If I had to assess my level right now... I don't know what I would say. It's very hard for me to do that. I understand most of what is said to me, although rather less of something like the news, when the readers are speaking quickly and using more complicated language. Then I can usually get the gist, but I miss important details. However, I can easily follow Icelandic programmes when there are Icelandic subtitles.

I would say my vocabulary, in terms of words I understand instantly when I read or hear them, is expanding at a steady rate, although the rate has slowed down considerably from when I first started learning Icelandic and was picking up all the simple words. My vocabulary in terms of words that I use myself, that come readily to mind when I am speaking, is not nearly so good. I think what I need to do is carry around a notebook and write down every time I want to say something, but can't think of the word, then look it up and actively learn it. 

My grammar is a lot better in theory than it is in practice. I can write out a lot of declension tables, but unless I speak very carefully I still muddle things up.  My current thing that I notice myself doing is adding the definite article to the ends of words when I shouldn't, just because the declension comes more smoothly for me with the article. Today, for example, I said, "It's like in the restaurant," when I was not talking about a specific restaurant. People understand you if you do that, but it's not ideal. I still plan out my sentences before I embark upon them, which is tedious and I wish I didn't have to.
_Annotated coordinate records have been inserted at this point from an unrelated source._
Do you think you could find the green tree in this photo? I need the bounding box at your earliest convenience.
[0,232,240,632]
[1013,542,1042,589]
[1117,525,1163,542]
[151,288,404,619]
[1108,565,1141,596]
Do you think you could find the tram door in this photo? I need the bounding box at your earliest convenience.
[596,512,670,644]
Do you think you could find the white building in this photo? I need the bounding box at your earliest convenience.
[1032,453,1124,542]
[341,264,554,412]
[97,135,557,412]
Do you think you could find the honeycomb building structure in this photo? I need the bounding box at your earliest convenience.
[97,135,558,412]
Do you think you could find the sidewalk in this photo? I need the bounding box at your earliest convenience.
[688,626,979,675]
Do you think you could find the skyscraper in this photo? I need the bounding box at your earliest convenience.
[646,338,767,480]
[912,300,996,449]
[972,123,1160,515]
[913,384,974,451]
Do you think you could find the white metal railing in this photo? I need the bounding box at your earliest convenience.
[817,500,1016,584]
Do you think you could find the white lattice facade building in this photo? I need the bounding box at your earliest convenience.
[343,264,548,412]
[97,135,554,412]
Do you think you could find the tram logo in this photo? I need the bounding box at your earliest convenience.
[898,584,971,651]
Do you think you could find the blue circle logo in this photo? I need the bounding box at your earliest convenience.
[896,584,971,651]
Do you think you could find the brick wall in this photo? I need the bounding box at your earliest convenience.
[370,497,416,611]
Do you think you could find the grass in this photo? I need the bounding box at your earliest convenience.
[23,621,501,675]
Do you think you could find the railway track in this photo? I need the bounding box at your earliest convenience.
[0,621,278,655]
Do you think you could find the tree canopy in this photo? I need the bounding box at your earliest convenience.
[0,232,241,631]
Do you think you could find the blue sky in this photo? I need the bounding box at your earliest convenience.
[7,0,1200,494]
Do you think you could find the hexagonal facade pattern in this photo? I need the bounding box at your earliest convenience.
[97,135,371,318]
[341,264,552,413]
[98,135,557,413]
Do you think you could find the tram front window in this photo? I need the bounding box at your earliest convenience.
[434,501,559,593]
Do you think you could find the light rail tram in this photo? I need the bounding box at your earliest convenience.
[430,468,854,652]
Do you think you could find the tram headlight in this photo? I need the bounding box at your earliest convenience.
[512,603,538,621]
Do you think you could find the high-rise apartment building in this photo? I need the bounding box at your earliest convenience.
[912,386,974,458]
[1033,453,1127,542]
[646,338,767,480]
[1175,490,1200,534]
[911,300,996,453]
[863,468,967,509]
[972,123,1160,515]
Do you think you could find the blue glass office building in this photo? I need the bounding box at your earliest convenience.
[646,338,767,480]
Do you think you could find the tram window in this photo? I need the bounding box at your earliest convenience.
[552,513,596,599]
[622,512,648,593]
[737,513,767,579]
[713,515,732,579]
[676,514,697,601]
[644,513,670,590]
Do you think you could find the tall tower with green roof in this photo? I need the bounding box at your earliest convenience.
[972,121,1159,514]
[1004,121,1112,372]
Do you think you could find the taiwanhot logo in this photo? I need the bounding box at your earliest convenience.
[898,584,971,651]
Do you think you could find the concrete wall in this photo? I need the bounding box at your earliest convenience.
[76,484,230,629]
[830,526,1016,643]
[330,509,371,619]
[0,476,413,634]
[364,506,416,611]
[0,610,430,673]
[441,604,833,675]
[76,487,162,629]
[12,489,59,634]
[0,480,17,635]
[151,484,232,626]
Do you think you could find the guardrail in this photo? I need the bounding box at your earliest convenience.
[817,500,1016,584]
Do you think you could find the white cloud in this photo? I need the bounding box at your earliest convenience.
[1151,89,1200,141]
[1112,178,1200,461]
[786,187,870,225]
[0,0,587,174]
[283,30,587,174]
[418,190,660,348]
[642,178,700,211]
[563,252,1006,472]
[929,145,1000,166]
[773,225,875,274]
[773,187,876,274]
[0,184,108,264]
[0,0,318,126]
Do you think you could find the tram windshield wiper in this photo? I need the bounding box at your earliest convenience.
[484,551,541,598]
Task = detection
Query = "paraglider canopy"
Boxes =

Yes, as expected, this has turned into a long post which lacks focus. Which fully reflects my rambly internal reflections on myself and the Icelandic language. I hope you enjoyed it.


  1. Seriously, think about becoming an Icelandic literary translator- it might take twenty years before you have learned enough Icelandic, but there will still be Laxness novels waiting to be translated. Magnusson and Scudder are dead, Roughton is tied up with Gerpla for three more years, and Victoria Cribb is committed to Sjón and Indriðason for the foreseeable future. You've evidently got the English literary background. J.A. Thompson taught English in Iceland for only a few years before he translated Independent People (although he did work very closely with Laxness on the project.)

  2. I would pretty much die of happiness if I could be an Icelandic literary translator. Love your round-up of others in the field - dead, dead, busy, busy.

    J.A. Thompson is my hero - I think his translation is so much richer than Magnusson's. Laxness' input probably helped immeasurably, though.